Until Ikaros came along, there were a number of other projects meant to make solar sails a reality. The American space agency had its own program, and private companies participated in the race as well. However, it would appear that the Japanese managed to nail it first, as evidenced by the telemetry data they presented. The Ikaros vehicle was launched in May 2010, aboard the same H-IIA 202 rocket that also delivered the Venus-bound Akatsuki orbiter to Earth's orbit, Space reports.

The recent success JAXA and its machine registered is the topic of a three-day symposium that began Tuesday in New York. This is the second International Symposium on Solar Sailing, and it's currently being held at the New York City College of Technology. Physicists, astronomers, and a host of other experts from various fields are participating in the discussions, which seek to pinpoint possibilities and challenges associated with the development and wide-scale implementation of solar sails in future technologies.

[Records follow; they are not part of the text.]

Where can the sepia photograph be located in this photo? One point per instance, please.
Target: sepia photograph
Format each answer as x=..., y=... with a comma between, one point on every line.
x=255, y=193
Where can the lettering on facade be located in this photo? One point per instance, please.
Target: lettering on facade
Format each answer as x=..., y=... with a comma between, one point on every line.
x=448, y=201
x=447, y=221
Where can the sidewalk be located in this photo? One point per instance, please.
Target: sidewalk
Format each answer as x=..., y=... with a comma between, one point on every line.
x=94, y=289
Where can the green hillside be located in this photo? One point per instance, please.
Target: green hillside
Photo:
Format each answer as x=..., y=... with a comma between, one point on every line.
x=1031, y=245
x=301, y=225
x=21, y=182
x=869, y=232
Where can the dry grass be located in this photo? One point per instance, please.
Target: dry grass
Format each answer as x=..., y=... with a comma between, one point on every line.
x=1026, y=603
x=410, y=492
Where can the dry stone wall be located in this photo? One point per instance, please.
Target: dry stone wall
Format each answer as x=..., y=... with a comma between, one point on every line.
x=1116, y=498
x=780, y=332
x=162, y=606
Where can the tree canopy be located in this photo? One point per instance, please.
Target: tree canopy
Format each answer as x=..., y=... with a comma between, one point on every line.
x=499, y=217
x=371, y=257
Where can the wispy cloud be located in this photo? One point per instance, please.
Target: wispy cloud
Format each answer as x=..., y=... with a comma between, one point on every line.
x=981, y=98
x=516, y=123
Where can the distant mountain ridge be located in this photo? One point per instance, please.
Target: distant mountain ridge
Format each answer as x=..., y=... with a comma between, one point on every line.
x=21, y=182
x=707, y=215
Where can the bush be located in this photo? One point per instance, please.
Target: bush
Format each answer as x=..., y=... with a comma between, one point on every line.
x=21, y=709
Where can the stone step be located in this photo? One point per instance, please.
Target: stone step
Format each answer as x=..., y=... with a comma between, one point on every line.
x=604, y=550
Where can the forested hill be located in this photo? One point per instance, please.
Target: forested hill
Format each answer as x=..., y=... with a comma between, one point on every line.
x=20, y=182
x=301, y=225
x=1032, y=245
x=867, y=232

“It should have begun with a famous New York ticker-tape parade for our colleagues from Japan who took us to this reality,” the co-founder of the Pasadena, California-based Planetary Society, Louis Freedman, says. This organization has been involved in developing solar sails in the past as well, but it failed to create a working prototype. In addition to mastering a forward motion, JAXA experts also showed that it's possible to use sunlight to change directions in space, without having to install thrusters aboard the vehicle. A lack of thrusters translates into a smaller launch weight, and into the possibility of installing more equipment on a solar sail-powered spacecraft.